On April 13, 2001, Charles H. Long will present a conversation titled "The Secret of the Cargo: The Problematics for a Study of W.E.B. Dubois' "The Souls of Black Folk." This will be followed by a lecture on "Bataille, Agamben, and the Holocaust," by Paul Hegarty on April 20, 2001. And in December 2001, Eduardo Cadava will present "Music on Bones: Salvatore Puglia and the Ruins of History," a lecture exploring the relation between music and techniques of reproduction, memorization, and writing. The series continued on March 6, 2003 with another lecture by Eduardo Cadava entitled "Palm reading: Fazal Sheikh's Handbook of Death."
These dialogues continue to inform the development of Slought as an institution.
Eduardo Cadava teaches in the English Department at Princeton University, where he is also an associate member of the Department of Comparative Literature and the School of Architecture.
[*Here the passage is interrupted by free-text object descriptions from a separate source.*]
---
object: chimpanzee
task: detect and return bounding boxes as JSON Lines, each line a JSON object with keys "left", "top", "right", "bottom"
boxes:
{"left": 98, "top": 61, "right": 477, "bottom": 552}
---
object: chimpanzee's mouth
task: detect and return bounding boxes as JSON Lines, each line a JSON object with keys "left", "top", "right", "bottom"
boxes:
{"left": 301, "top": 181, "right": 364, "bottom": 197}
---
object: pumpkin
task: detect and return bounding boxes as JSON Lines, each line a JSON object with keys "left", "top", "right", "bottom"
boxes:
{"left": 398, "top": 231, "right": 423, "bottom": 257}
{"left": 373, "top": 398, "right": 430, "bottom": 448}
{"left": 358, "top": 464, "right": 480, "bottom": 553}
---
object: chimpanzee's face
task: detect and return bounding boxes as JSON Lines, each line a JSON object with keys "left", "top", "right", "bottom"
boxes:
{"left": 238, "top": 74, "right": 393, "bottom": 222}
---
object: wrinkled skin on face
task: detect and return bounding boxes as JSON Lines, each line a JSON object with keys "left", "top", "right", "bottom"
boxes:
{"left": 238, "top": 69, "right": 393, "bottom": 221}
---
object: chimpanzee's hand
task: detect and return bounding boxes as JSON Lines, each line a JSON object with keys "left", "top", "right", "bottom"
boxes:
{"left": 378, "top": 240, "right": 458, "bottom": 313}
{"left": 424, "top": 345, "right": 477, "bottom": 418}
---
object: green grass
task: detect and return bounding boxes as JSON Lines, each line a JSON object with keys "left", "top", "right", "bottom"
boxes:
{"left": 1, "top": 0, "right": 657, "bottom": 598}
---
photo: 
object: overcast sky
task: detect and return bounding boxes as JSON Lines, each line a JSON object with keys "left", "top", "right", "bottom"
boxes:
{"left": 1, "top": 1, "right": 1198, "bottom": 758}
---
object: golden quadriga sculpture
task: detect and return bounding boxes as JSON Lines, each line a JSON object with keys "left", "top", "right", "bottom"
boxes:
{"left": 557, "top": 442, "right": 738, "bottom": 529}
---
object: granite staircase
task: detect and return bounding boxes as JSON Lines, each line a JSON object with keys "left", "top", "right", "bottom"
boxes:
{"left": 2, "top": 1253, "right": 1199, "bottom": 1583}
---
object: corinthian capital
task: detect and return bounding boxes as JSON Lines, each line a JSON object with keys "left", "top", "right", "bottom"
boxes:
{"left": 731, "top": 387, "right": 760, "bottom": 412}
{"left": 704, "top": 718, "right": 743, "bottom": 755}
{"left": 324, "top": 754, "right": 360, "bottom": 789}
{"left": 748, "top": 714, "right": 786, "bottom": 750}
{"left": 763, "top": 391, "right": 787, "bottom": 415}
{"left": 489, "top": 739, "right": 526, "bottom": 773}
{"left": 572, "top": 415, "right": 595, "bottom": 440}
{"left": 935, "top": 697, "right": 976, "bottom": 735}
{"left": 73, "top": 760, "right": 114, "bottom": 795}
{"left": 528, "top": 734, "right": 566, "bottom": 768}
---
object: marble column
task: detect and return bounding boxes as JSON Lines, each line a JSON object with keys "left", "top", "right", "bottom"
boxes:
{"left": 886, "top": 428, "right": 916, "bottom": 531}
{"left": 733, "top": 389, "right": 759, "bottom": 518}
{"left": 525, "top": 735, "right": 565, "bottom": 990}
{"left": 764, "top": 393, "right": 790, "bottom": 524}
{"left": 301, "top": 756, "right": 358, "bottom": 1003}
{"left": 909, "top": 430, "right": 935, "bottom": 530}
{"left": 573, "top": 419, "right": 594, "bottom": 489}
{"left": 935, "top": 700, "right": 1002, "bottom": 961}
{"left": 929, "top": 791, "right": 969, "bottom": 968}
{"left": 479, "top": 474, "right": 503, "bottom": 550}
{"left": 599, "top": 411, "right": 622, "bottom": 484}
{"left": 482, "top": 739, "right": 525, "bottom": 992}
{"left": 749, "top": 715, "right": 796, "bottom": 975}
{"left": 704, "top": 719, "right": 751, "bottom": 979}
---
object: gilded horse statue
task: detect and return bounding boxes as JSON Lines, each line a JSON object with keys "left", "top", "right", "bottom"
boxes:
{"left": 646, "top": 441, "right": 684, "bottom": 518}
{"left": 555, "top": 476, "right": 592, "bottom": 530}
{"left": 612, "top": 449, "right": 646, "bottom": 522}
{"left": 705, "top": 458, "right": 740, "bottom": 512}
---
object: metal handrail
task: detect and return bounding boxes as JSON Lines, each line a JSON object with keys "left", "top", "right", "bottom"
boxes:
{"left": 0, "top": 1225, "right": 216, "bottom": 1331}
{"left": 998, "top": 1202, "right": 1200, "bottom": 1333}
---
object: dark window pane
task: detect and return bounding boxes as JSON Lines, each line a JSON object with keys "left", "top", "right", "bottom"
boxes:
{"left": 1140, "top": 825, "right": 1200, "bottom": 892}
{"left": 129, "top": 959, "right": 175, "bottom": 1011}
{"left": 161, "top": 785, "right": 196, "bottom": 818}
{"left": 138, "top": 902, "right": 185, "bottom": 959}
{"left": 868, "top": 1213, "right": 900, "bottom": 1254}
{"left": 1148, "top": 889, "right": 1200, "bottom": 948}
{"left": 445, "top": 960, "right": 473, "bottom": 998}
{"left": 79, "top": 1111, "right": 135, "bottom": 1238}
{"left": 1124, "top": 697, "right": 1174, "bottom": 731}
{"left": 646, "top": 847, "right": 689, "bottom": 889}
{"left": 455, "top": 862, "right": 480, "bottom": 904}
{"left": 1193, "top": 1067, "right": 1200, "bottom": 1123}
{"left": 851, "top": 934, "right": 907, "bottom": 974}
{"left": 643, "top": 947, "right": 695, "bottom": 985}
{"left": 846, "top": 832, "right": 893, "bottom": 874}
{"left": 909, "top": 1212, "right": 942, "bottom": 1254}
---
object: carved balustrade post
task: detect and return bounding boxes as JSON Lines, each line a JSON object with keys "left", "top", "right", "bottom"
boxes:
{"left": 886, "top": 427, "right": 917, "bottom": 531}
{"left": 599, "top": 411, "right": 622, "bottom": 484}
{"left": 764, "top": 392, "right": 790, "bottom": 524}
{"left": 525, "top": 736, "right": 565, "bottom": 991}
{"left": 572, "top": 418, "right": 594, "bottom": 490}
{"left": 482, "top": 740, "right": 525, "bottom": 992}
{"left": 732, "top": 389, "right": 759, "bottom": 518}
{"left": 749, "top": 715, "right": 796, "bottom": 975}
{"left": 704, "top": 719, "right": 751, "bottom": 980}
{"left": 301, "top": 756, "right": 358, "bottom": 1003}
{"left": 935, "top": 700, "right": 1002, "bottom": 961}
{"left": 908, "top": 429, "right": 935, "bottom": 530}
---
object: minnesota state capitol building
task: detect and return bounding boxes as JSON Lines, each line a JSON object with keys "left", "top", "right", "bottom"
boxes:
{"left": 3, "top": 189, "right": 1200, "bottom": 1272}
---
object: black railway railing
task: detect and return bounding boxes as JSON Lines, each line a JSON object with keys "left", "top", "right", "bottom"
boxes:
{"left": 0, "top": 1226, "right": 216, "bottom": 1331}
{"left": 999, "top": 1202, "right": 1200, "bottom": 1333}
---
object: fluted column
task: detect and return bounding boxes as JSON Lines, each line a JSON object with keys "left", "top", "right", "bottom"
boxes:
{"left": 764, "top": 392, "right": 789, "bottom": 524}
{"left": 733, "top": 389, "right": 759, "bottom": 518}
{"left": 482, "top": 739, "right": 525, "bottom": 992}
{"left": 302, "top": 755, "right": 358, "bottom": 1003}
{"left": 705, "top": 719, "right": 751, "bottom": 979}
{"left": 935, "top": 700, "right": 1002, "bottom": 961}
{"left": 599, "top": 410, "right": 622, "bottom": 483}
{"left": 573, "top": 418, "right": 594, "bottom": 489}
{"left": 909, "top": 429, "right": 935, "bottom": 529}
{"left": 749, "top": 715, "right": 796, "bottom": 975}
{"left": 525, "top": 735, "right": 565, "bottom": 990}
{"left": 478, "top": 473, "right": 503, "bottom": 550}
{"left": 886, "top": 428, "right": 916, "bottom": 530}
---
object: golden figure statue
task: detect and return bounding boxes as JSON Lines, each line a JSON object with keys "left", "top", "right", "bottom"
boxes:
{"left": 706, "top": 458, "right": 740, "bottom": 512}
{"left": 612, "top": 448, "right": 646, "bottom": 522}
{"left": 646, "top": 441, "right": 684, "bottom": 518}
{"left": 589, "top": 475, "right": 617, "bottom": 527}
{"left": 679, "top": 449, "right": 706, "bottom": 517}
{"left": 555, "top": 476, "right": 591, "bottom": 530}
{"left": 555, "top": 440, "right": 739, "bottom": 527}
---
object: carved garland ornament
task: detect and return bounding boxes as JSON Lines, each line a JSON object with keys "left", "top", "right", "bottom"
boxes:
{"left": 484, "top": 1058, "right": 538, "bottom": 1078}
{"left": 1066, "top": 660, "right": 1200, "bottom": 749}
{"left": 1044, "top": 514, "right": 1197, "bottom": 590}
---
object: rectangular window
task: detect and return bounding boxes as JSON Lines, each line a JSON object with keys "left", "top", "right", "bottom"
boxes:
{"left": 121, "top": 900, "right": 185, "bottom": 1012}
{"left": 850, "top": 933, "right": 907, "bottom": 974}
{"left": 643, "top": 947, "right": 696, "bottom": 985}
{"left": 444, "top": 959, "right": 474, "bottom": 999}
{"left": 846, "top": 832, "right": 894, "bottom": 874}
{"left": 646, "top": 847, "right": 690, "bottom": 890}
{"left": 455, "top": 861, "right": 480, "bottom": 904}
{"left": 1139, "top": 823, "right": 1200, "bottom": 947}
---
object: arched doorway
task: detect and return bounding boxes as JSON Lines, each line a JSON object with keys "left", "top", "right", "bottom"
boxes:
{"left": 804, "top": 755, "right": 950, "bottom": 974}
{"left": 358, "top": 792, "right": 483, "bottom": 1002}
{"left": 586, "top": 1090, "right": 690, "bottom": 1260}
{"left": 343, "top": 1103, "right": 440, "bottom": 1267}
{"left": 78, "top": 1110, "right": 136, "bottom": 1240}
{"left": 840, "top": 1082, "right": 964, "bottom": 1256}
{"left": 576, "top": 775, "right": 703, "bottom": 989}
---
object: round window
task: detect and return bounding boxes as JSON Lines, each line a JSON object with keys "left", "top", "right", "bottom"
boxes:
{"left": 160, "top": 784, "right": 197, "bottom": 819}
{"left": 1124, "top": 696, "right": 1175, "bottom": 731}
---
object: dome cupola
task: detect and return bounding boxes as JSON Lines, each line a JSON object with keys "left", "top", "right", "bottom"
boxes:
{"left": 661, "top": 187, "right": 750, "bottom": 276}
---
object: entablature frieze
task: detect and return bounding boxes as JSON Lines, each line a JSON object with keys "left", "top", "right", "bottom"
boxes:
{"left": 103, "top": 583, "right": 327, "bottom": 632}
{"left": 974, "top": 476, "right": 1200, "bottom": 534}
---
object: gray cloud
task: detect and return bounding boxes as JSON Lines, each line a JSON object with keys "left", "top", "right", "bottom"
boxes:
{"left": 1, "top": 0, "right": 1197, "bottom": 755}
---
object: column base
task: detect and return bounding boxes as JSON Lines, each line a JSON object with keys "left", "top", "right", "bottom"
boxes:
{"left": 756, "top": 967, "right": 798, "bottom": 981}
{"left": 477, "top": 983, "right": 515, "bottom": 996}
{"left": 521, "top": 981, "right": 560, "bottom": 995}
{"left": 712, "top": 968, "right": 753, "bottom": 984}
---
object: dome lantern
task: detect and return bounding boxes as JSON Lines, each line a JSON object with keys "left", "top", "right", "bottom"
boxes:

He is the author of Words of Light: Theses on the Photography of History and of Emerson and the Climates of History. He is currently writing a collection of essays on mourning and nationalism, entitled Mourning America, and a small book on the relation between music and techniques of reproduction, memorization, and writing, entitled Music on Bones.
Paul Hegarty is associate professor at University College Cork, Ireland, where he has taught in the French Department since 1996, specializing in C20 thought and visual culture. He is also involved with the new 'art history' program and has taught in the schools of architecture and critical theory at the University of Nottingham in England. He has published articles and a book on Georges Bataille, and other articles on performance art, architecture and conceptual art. He is currently working on a book on Agamben and a further book on Bataille.
Charles H. Long was born in Little Rock, Arkansas. He volunteered for the United States Army Air Forces and served in World War II. At the University of Chicago he studied with the Joachim Wach, and joined with Professors Mircea Eliade and Joseph Kitagawa in establishing the international journal, History of Religions; he also helped established the first curriculum for the study of religion in the College of the University of Chicago. He has been involved in the training of three generations of scholars in religion and African American studies. Publications include: Significations: Signs, Symbols, and Images in the Study of Religion (1986, 2nd ed., 1999). He has served as a visiting faculty member at universities nationwide. From 1991 to 1996 he served as Director of the Research Center for Black Studies and Professor of History of Religions at the University of California-Santa Barbara. He retired from the University of California in 1996.